I am not a cold weather person. I’m a Southern California girl and cold weather has never appealed to me. Ask my sister whose sole job in high school was to preheat my car if she wanted to avoid riding the bus to school. Ask my friends about my Christmas caroling method of staying in the car with the heat blasting and the window down. I use my heated car seats year-round and I live in the Deep South! So call me crazy when I decided to spend a long January weekend in the mountains of Virginia. Despite the cold and the snow I learned a few things:

1. It’s true…I still don’t wear practical footwear. Yes, boots are great for hiking. Mine have three-inch heels and were not meant for hiking the Appalachian Trail or snowy mountain paths. Even so, I didn’t let a little thing like that stop me.

2. Frozen paddle boats abandoned in the woods do not paddle and the ice covered seats are very cold but it does make for a fabulous photo shoot and a story. Who leaves their paddle boat in the woods?

3. The wind sounds different on the top of a mountain. Cold, hollow, and eerie. It truly makes you feel alone.

4. I forgot how the snow can form a crust on top like crème brûlée. I remember as children my friends and I would challenge each other to walk across without breaking through the surface. If I was careful, I could clutch a piece of the crunchy surface in my mitten like snowy peanut brittle.
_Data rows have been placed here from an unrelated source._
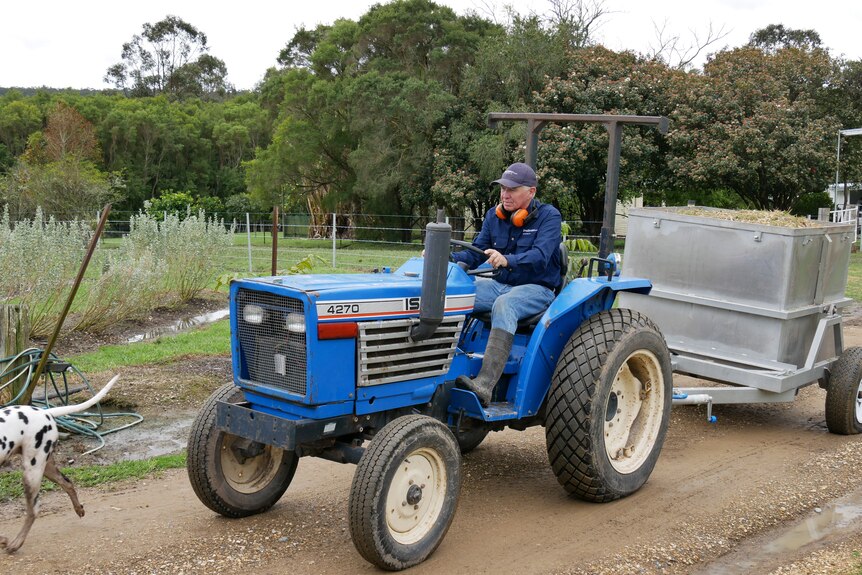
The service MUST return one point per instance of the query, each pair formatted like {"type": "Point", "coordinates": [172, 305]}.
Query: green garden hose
{"type": "Point", "coordinates": [56, 377]}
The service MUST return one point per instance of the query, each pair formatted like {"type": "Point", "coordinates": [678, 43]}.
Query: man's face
{"type": "Point", "coordinates": [516, 198]}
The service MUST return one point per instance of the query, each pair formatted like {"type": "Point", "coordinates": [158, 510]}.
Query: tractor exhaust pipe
{"type": "Point", "coordinates": [434, 271]}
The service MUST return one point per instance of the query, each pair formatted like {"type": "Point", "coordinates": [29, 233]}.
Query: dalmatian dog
{"type": "Point", "coordinates": [33, 433]}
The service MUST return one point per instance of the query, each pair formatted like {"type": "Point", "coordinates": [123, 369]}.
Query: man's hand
{"type": "Point", "coordinates": [496, 259]}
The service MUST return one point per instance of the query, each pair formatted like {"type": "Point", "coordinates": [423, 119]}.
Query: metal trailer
{"type": "Point", "coordinates": [756, 307]}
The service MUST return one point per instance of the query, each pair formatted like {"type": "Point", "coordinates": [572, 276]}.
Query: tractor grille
{"type": "Point", "coordinates": [275, 356]}
{"type": "Point", "coordinates": [387, 354]}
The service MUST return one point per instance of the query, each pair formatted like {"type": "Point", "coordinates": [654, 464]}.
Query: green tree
{"type": "Point", "coordinates": [58, 171]}
{"type": "Point", "coordinates": [776, 36]}
{"type": "Point", "coordinates": [169, 57]}
{"type": "Point", "coordinates": [18, 119]}
{"type": "Point", "coordinates": [573, 157]}
{"type": "Point", "coordinates": [754, 123]}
5. It is not easy taking frozen fallen rocks from the side of the road, especially when they are stuck to each other with layers of fast-holding ice. A hatchet helps. Good thing I carry one around with me. I’m so Lizzie Borden.

6. The back roads in West Virginia are narrow and scary. Okay, everything in West Virginia is scary.
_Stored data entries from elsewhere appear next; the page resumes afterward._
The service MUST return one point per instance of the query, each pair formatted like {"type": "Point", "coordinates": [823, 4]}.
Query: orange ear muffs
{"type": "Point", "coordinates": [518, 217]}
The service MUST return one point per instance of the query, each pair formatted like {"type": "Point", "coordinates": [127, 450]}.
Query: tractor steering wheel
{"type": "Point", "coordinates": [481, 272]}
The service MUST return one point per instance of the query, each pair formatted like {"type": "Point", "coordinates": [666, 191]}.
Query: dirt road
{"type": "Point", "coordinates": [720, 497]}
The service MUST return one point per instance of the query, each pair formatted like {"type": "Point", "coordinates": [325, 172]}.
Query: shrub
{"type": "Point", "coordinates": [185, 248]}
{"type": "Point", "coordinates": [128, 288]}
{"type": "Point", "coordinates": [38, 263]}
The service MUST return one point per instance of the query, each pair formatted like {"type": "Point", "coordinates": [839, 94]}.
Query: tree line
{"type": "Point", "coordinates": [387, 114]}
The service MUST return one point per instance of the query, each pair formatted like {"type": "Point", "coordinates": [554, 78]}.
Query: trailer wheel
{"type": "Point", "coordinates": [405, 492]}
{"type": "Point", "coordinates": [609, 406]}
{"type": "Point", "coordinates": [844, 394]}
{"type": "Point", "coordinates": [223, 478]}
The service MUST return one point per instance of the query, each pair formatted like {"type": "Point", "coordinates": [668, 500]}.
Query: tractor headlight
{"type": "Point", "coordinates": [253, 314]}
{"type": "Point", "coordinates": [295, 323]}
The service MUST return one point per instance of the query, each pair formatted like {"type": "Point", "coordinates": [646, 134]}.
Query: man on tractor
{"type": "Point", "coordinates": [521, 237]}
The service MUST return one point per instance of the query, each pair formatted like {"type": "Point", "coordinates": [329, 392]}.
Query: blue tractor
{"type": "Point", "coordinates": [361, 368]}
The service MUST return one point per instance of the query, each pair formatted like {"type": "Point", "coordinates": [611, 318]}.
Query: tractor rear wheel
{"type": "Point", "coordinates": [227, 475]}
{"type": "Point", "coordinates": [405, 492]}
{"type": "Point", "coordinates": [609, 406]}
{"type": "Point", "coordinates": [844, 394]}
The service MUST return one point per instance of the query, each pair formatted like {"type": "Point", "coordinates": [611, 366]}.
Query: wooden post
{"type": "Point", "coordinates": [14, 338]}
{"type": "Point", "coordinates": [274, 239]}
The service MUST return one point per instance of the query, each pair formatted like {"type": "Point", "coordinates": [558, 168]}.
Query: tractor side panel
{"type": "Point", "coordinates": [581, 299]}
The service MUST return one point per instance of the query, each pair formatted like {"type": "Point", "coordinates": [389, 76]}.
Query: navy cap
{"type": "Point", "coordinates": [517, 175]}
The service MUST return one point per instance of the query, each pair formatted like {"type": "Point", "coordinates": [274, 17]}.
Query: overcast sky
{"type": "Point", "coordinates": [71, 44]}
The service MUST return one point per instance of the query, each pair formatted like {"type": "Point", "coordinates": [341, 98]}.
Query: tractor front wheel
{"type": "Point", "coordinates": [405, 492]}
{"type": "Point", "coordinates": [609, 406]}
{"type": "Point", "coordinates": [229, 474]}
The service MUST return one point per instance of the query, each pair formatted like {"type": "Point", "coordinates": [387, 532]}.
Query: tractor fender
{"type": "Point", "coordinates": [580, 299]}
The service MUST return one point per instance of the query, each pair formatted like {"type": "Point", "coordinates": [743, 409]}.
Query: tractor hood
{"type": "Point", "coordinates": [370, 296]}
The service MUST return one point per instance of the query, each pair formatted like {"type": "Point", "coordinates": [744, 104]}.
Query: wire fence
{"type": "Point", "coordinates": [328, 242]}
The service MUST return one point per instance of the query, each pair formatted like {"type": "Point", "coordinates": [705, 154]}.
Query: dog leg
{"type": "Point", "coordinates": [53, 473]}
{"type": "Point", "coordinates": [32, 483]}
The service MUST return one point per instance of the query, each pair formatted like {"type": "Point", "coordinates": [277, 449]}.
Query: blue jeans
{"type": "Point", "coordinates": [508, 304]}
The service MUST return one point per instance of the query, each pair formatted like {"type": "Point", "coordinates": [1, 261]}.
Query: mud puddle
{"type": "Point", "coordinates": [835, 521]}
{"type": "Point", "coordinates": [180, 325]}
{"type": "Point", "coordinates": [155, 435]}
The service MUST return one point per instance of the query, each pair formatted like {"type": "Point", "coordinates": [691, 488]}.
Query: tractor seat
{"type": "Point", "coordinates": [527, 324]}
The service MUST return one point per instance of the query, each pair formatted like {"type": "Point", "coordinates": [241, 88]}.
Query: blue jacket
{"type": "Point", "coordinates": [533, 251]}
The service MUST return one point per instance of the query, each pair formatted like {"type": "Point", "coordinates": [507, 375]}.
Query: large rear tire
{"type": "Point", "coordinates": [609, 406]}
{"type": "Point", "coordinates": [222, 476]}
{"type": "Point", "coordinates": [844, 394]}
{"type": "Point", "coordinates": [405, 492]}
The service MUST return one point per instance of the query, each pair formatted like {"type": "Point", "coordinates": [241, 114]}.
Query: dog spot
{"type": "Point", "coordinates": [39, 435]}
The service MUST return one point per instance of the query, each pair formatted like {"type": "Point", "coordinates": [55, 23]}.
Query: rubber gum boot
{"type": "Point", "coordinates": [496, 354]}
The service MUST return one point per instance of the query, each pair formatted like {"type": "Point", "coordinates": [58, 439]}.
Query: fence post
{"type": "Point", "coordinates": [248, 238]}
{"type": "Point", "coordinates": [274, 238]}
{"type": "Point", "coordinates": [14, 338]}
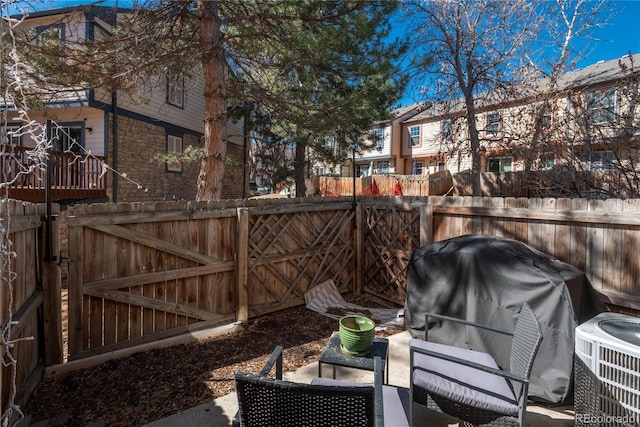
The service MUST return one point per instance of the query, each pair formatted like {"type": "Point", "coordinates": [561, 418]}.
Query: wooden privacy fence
{"type": "Point", "coordinates": [143, 272]}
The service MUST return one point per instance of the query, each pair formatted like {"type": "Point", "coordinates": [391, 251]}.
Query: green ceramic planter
{"type": "Point", "coordinates": [356, 335]}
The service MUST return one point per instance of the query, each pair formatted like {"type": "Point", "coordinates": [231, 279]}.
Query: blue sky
{"type": "Point", "coordinates": [616, 38]}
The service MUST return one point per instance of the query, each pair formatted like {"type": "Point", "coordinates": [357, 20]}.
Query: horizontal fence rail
{"type": "Point", "coordinates": [142, 272]}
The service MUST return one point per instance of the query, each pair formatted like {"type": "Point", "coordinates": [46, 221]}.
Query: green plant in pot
{"type": "Point", "coordinates": [356, 335]}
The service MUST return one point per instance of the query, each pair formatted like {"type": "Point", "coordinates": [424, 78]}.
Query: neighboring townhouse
{"type": "Point", "coordinates": [128, 131]}
{"type": "Point", "coordinates": [590, 118]}
{"type": "Point", "coordinates": [384, 155]}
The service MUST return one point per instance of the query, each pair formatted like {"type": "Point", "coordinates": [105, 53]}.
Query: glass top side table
{"type": "Point", "coordinates": [331, 355]}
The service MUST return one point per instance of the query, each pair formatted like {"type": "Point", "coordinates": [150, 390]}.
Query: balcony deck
{"type": "Point", "coordinates": [73, 176]}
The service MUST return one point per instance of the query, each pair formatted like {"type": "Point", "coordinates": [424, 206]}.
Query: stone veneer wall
{"type": "Point", "coordinates": [148, 180]}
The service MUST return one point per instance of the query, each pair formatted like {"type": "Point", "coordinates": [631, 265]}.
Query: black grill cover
{"type": "Point", "coordinates": [486, 280]}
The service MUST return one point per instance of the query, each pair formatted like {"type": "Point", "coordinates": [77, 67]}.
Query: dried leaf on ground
{"type": "Point", "coordinates": [157, 383]}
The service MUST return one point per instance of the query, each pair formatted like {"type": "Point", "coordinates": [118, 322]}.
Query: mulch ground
{"type": "Point", "coordinates": [157, 383]}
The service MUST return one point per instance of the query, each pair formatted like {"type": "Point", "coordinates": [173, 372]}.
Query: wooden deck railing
{"type": "Point", "coordinates": [74, 176]}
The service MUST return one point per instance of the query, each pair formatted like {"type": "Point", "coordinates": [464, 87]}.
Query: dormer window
{"type": "Point", "coordinates": [602, 106]}
{"type": "Point", "coordinates": [493, 124]}
{"type": "Point", "coordinates": [175, 91]}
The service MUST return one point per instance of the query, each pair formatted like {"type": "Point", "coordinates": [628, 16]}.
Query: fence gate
{"type": "Point", "coordinates": [391, 233]}
{"type": "Point", "coordinates": [140, 273]}
{"type": "Point", "coordinates": [293, 248]}
{"type": "Point", "coordinates": [29, 300]}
7. Just because the passengers in your four-wheel drive truck insist that you hit some West Virginian’s crazy dog who was trying to chase you off the road does not mean you actually hit the dog. So it is not necessary to stop and meet the West Virginian mountain man, especially if you distinctly remember not feeling a large bump in the road. It is permissible to stop if you have the hatchet ready.

8. Deer are creepy. Especially fields of deer. No cows, no horses, no goats, just creepy Stepford Wives’ deer. Pull up next to the fenced-in field of deer and they all stop eating at the same time, turn their creepy little deer faces to stare at you while twitching their gremlin ears and flicking their tails. Totally the stuff of horror films.

9. A port-a-potty in the middle of a snow covered field is apparently not unusual and is quite serviceable. Do not attempt to use the harvest gold 1970’s toilet on the side of the road in West Virginia. Back away.

10. I may have mentioned my habit of impractical footwear. I also have a similar habit of packing unsuitable clothing for winter weather. With that in mind, the best place and only place in town to buy a sweater is at the Goodwill. $3.50 is a bargain in my book!

11. I can still climb trees. Even in a cemetery. Even in designer boots with 3-inch heels.

12. The best coffee is at the Courthouse Café. A bottomless cup and they don’t care if you serve yourself or stay all day. I was sad to learn that the café closed and is now a snow-cone shack. I’m already cold! I don’t need snow cones.

13. Never drink a bottle of “J” wine and then attempt to follow the storyline in a movie. Even a movie with such a complex plotline as Tomb Raider. Along the same lines, do not drink a bottle of Spellbound’s Petit Syrah and attempt a thousand piece puzzle.

14. My grandmother is always right…wear a hat!